|
Inhoud
Hoofdstuk 1 Toelichting
De Wet ruimtelijke ordening (Wro) biedt gemeenten de mogelijkheid om in plaats van een bestemmingsplan een beheersverordening voor een gebied vast te stellen. Een beheersverordening vormt, net als het bestemmingsplan, het kader waaraan onder andere bouwaanvragen worden getoetst en op basis waarvan de gemeente handhavend kan optreden op het moment dat in strijd met de verordening wordt gehandeld (illegaal gebruik of illegale bebouwing).
In het verordeningsgebied “Deliterrein / Sonneborn” zijn de volgende bestemmingsplannen van kracht.

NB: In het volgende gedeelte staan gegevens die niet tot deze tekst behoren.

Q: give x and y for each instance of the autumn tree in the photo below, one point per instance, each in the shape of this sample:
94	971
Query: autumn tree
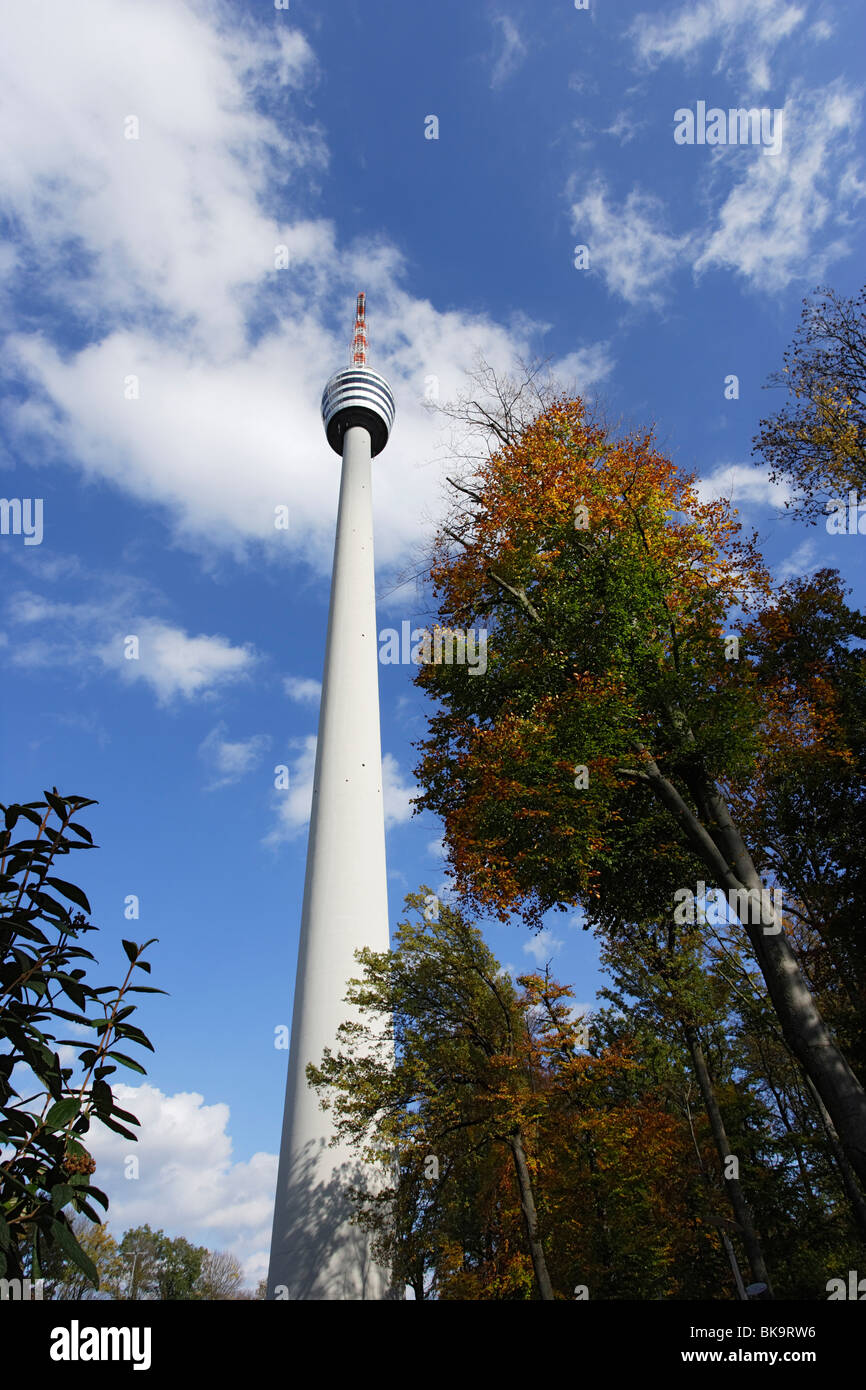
459	1083
159	1265
599	756
220	1278
816	442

| Nummer | Naam van het plan | Vastgesteld |
| 503-3 | Indischebuurt Zuid | 19 augustus 1987 |
| 00801 | Facetbestemingsplan Archeologie | 25 juni 2009 |
Tabel 1: Geldende bestemmingsplannen tijdens opstellen Beheersverordening
Afbeelding ligging verordeningsgebied
In het verordeningsgebied is momenteel geen sprake van concrete ontwikkelingen die niet zouden passen binnen de regels van bovengenoemde plannen. Het instrument van de beheersverordening is daarom geschikt om te dienen als actueel ruimtelijk kader.
Deze beheersverordening is een tijdelijke maatregel, totdat het bestemmingsplan “Indische buurten/Patrimonium” zal zijn vastgesteld en inwerkinggetreden.
In het verordeningsgebied zijn dezelfde gebruiks- en bouwregels van toepassing als op grond van het geldende bestemmingsplannen (zie bijlage 1 en 2.)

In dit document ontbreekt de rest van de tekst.